Home Health & Hospice Week

Reimbursement:

HHAs & Hospices Best, Not Worst, Billers

But are payment errors worse than CMS is saying? 

The Centers for Medicare & Medicaid Services is eating its words, or rather its numbers, as far as home care billing is concerned.

CMS issued a report summary Nov. 14, saying home health agencies and hospice providers were among the providers with the highest rate of billing errors (see Eli's HCW, Vol. XII, No. 42, p. 332). But now a CMS spokesperson says its original report contained errors due to "typos." HHAs and hospices actually are the Medicare program's very best billers, new numbers show.

A tiny 0.6 percent of HHA claims in fiscal year 2003 were paid in error, and only 1.6 percent of hospice claims were incorrectly paid, CMS now says.
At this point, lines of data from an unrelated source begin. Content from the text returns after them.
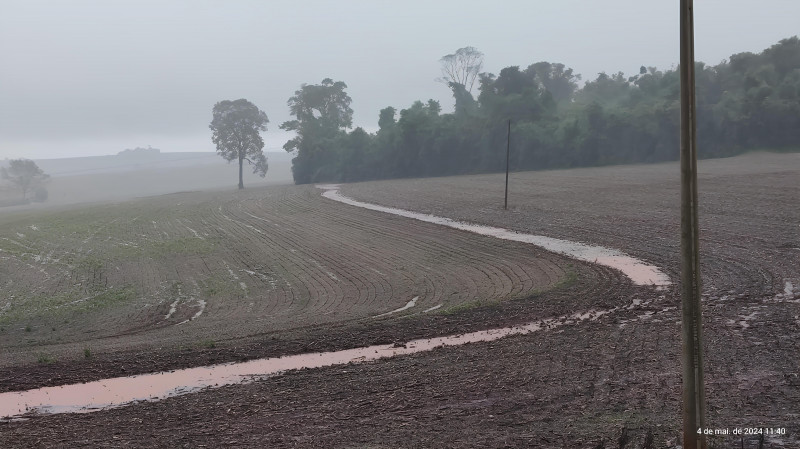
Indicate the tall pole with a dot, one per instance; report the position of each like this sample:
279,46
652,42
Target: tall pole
694,404
508,151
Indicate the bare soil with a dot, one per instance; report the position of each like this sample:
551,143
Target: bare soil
610,383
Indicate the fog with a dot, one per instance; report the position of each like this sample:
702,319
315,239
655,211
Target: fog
85,78
98,179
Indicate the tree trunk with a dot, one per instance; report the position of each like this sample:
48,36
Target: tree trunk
241,183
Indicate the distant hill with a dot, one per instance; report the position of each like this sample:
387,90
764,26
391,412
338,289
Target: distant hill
141,173
137,159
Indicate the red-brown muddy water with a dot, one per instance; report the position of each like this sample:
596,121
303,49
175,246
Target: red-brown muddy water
121,391
117,392
638,271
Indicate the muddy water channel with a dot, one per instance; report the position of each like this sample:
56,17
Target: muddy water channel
121,391
117,392
638,271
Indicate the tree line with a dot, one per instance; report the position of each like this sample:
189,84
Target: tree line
751,101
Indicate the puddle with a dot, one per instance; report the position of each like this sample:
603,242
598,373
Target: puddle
121,391
638,271
408,305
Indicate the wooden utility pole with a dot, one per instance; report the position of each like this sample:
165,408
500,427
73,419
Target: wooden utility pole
508,151
694,403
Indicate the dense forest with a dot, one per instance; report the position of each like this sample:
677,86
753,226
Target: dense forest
751,101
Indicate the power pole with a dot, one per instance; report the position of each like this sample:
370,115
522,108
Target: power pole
694,403
508,151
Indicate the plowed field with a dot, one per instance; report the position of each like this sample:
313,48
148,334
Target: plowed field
282,270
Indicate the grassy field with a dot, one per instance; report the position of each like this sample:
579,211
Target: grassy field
281,270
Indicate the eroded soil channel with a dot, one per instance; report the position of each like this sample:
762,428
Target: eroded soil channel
116,392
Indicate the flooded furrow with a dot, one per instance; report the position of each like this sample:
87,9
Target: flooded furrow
640,272
121,391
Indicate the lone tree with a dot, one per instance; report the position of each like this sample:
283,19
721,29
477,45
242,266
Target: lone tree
461,67
25,174
235,131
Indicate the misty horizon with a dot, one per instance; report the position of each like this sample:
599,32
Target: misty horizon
148,74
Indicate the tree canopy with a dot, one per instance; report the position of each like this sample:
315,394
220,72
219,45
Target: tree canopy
236,127
751,101
322,112
462,67
25,174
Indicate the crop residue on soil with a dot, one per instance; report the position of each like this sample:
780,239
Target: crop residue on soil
638,271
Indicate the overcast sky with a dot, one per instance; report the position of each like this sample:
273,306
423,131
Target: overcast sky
81,78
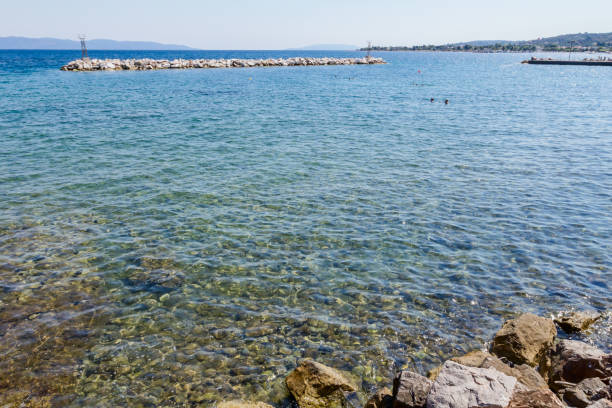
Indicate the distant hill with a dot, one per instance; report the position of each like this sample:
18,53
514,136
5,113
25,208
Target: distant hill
25,43
565,40
326,47
601,42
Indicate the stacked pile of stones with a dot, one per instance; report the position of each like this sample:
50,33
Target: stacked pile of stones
151,64
526,367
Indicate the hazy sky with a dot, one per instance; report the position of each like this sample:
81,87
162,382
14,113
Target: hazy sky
278,24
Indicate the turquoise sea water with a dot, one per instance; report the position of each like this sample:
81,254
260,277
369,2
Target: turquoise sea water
172,238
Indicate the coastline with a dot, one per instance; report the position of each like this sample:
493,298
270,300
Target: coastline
145,64
527,365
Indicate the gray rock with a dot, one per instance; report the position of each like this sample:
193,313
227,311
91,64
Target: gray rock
410,390
586,392
573,361
459,386
601,404
524,373
577,321
314,385
525,340
535,399
381,399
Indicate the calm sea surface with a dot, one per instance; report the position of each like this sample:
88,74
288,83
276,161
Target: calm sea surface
173,238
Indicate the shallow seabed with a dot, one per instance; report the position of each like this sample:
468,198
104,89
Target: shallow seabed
174,238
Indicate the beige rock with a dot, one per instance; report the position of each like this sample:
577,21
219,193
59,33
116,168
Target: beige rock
459,386
577,321
243,404
525,340
525,374
314,385
381,399
535,399
573,361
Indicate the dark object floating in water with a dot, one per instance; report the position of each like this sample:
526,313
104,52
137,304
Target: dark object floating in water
550,61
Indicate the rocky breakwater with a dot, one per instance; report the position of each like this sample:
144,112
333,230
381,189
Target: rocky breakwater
147,64
525,367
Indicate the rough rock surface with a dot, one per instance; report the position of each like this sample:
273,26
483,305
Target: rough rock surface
573,361
314,385
524,340
382,399
147,64
243,404
601,404
459,386
524,373
586,392
577,321
410,390
535,399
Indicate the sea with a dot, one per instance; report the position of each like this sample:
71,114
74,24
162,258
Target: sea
181,237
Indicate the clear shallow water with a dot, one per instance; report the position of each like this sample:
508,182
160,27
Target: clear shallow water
178,237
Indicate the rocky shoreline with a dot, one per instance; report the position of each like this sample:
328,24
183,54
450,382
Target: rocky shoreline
526,366
147,64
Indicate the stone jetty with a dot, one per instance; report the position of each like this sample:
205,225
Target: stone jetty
147,64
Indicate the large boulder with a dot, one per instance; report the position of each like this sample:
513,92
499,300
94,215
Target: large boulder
577,321
601,404
381,399
459,386
586,392
524,373
243,404
524,340
410,390
314,385
535,399
573,361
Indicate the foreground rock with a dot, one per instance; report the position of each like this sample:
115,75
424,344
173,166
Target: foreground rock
535,399
382,399
459,386
148,64
242,404
524,373
410,390
577,321
314,385
525,340
573,361
586,392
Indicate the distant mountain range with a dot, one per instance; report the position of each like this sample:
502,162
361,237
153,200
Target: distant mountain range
326,47
580,41
565,40
24,43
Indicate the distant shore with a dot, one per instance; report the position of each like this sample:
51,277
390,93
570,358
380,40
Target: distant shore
151,64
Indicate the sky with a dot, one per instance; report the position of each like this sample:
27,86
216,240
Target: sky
281,24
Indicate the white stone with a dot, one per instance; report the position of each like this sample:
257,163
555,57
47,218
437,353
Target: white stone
459,386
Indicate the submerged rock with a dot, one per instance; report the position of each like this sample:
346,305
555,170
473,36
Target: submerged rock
535,399
381,399
459,386
577,321
410,390
314,385
524,340
242,404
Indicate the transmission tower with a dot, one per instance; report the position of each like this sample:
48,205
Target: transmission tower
84,55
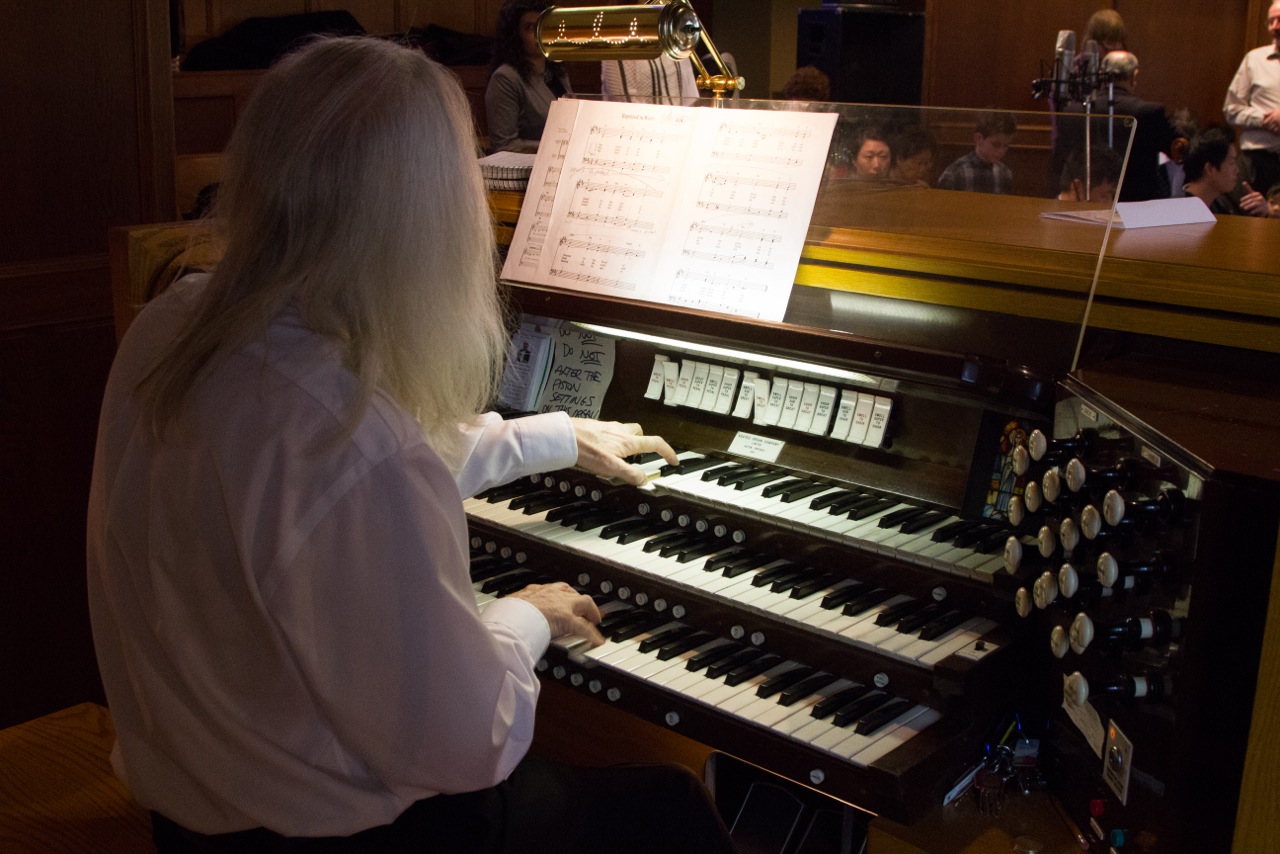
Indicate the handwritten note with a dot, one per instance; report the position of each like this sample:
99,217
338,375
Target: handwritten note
581,371
690,206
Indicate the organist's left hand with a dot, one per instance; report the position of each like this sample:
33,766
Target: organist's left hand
603,444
That puts those provider types twenty-fourth and twenty-third on the list of 25 providers, above only free-standing ambulatory surgery centers.

The originally reported numbers for durable medical equipment suppliers were closer to home, however. DME regional carriers incorrectly paid 9.2 percent of their claims when they shouldn't have, putting suppliers sixth on the list. That's the same as originally reported.
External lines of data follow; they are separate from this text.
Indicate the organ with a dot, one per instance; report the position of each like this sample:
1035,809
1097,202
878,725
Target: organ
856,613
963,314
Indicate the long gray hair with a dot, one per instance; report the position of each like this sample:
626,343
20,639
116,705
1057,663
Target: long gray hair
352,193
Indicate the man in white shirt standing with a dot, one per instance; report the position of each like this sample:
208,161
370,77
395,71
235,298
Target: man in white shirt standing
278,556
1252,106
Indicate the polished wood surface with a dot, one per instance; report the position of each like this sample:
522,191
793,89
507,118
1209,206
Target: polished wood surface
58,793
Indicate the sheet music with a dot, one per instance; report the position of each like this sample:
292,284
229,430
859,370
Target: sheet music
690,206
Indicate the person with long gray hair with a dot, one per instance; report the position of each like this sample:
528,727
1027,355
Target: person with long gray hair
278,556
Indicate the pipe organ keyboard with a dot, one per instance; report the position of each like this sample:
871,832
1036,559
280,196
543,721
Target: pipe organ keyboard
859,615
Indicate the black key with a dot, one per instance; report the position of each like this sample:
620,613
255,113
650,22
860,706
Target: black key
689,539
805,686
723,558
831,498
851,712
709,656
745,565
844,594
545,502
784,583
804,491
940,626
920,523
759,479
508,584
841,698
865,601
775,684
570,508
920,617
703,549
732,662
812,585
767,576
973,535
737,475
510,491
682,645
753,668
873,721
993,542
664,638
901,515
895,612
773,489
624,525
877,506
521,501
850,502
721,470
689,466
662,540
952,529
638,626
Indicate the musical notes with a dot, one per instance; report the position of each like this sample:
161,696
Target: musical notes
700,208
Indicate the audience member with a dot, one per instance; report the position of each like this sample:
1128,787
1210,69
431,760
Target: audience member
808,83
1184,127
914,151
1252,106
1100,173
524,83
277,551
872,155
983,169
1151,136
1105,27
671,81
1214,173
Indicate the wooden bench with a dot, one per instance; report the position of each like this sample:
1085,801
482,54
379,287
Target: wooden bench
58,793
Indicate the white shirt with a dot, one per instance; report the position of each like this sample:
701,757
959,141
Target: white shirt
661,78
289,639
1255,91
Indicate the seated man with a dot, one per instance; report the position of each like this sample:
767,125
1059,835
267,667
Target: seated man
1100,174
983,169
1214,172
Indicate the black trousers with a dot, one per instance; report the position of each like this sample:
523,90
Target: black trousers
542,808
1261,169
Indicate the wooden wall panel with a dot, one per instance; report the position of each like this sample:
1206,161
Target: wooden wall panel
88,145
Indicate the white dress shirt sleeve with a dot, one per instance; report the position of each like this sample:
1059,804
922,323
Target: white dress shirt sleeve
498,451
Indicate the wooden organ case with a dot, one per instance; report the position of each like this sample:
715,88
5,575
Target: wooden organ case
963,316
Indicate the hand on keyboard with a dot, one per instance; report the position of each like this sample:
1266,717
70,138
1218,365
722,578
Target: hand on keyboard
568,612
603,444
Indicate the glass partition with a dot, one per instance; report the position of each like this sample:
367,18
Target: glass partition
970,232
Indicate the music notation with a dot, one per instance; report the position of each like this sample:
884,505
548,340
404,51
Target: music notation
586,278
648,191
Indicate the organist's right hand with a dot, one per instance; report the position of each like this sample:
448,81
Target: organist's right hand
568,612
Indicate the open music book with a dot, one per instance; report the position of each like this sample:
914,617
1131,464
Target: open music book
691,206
Senate Big-Wig Calls CMS on the Carpet

One lawmaker is calling CMS numbers into question, and it's not for their obvious errors. CMS claims the overall error rate dropped to 5.8 percent in 2003, a touch lower than the rate for the previous two years.
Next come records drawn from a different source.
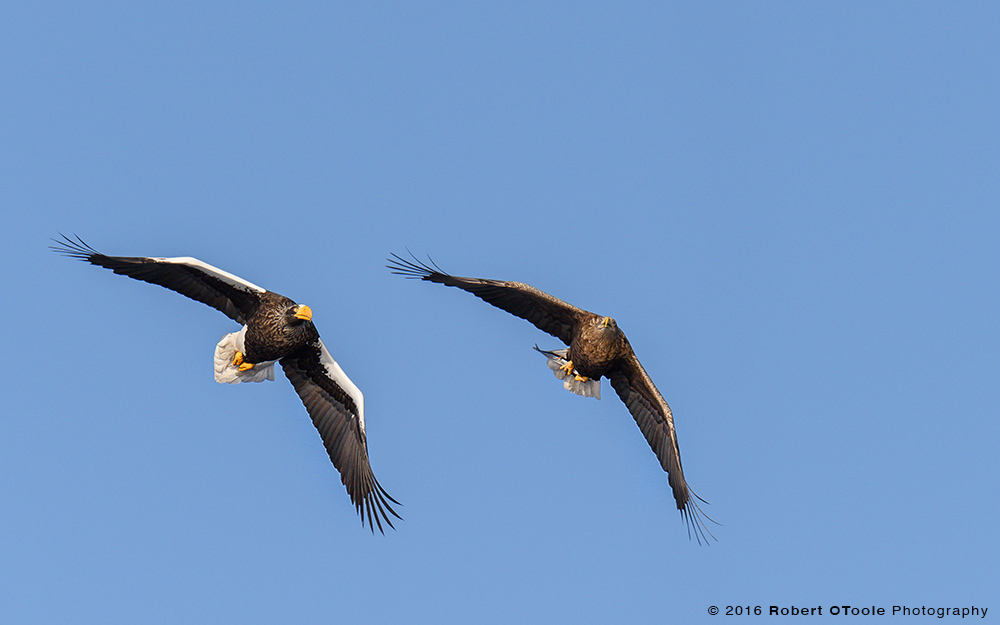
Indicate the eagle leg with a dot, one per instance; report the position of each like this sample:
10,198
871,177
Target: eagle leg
568,368
239,362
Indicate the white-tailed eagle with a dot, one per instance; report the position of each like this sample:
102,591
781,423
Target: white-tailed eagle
597,347
275,329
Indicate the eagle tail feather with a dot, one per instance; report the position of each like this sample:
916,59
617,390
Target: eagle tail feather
228,373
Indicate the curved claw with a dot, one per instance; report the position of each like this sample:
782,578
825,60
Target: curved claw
239,362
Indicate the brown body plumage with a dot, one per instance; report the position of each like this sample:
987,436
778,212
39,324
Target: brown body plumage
597,348
275,329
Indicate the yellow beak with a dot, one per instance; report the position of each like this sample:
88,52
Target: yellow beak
304,313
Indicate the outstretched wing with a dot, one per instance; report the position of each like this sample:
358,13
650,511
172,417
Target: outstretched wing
235,297
338,412
547,313
654,418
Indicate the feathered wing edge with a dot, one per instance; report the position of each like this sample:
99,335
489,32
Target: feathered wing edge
233,296
336,416
547,313
654,418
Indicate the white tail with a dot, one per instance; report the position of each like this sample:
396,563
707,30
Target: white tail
228,373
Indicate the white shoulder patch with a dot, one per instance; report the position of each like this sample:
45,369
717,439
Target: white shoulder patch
228,373
337,374
556,359
225,276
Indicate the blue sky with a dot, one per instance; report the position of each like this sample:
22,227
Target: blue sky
790,208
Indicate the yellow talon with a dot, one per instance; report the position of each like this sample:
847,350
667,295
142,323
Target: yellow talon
239,362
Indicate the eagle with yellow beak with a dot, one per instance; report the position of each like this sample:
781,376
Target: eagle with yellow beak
597,348
275,329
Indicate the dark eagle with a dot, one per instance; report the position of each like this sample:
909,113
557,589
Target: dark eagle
597,347
275,329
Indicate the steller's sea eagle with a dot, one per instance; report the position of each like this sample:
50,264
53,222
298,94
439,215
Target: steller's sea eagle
597,347
275,329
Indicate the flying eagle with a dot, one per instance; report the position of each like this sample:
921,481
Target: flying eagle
597,347
275,329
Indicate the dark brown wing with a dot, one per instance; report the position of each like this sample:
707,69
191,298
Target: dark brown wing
547,313
233,296
654,418
337,410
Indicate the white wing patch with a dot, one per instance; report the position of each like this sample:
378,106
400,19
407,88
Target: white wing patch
228,373
335,373
225,276
556,359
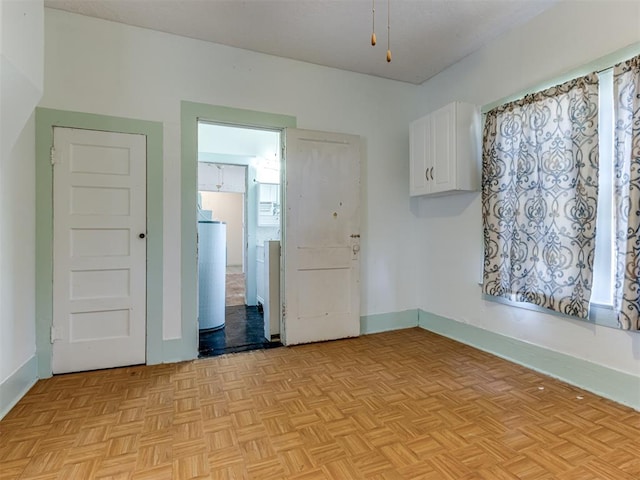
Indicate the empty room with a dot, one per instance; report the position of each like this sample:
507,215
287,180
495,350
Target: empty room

But in Senate Finance Committee Chair Charles Grassley's opinion, thanks to an adjustment CMS and its error-rate contractor AdvanceMed made to the 2003 data, the claimed 5.8 percent rate is "NOT statistically valid, as it had been in the previous six years" when the HHS Office of Inspector General computed it, but "a guesstimate."

Unadjusted, CMS found the error rate to be 9.8 percent - $19.6 billion - 3.5 percent higher than last year and the highest rate since 1997, just one year after the Department of Health and Human Services and Congress began assiduous efforts to bring down the number of improper payments.

However, non-responding providers are included as erroneous payments in the survey. And in this first year of CMS's takeover of the analysis - using a sample size of 120,000 claims, rather than the 6,000 claims annually analyzed by the OIG - "a significant non-response problem developed," with the result that over half of the 9.8 percent unadjusted rate was attributable to non-response, says the agency.

CMS chalked up the non-response rate to one-time glitches - including providers' misconceptions about new privacy regulations, suspicion of record requests coming from an unfamiliar source, and limitations in the CMS shared-data network - and adjusted the numbers to "provide a more meaningful estimate." The agency assumed that, without the unusual factors, this year's non-response rate would be in the ballpark of the average rate from 1996 through 2002 and adjusted this year's figures accordingly.

In an irate Nov. 14 letter to Principal Deputy IG Dara Corrigan, Grassley - who opposed switching the audit to CMS from the OIG - wrote that he's suspicious of the whole enterprise: "Today, CMS and AMC provided Congress with two Medicare error rates, one that is 'adjusted' and the other, which is not." Grassley wants Corrigan to ensure that next year's report will include only one error number, not two, and to monitor CMS's tinkering with the error-counting program, including its plans to decrease the non-response rate.